Launch the usual solver command (gams epm/main.gms lo=2 or your wrapper). Do not skip the base.gms inclusion; it defines the dispatch equations, storage continuity logic, and startup-cost reporting (vYearlyStartupCost). The generate_report step will now capture startup costs as part of the per-zone variable-cost breakdown.
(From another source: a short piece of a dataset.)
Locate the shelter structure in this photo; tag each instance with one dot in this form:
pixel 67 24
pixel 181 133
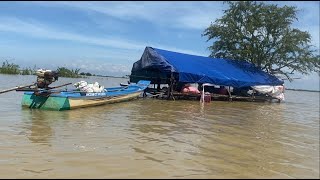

Checklist before dispatch runs#

Confirm fDispatchMode=1 and any of the supporting toggles (fRampConstraints, fApplyRampConstraint, fApplyMinGenerationConstraint, fApplyStartupCost, fApplyMUDT) that you need are present in the chosen pSettings file.
Validate that input.gdx exposes the full chronology (AT, mapTS, pHours) and any storage initialization scalars (InitialSOCforBattery / pStorageInitShare) the dispatch equations depend on.
Run the same base script (gams epm/main.gms or the Python wrapper) so base.gms can generate the dispatch-level variables/histories your analysis relies on.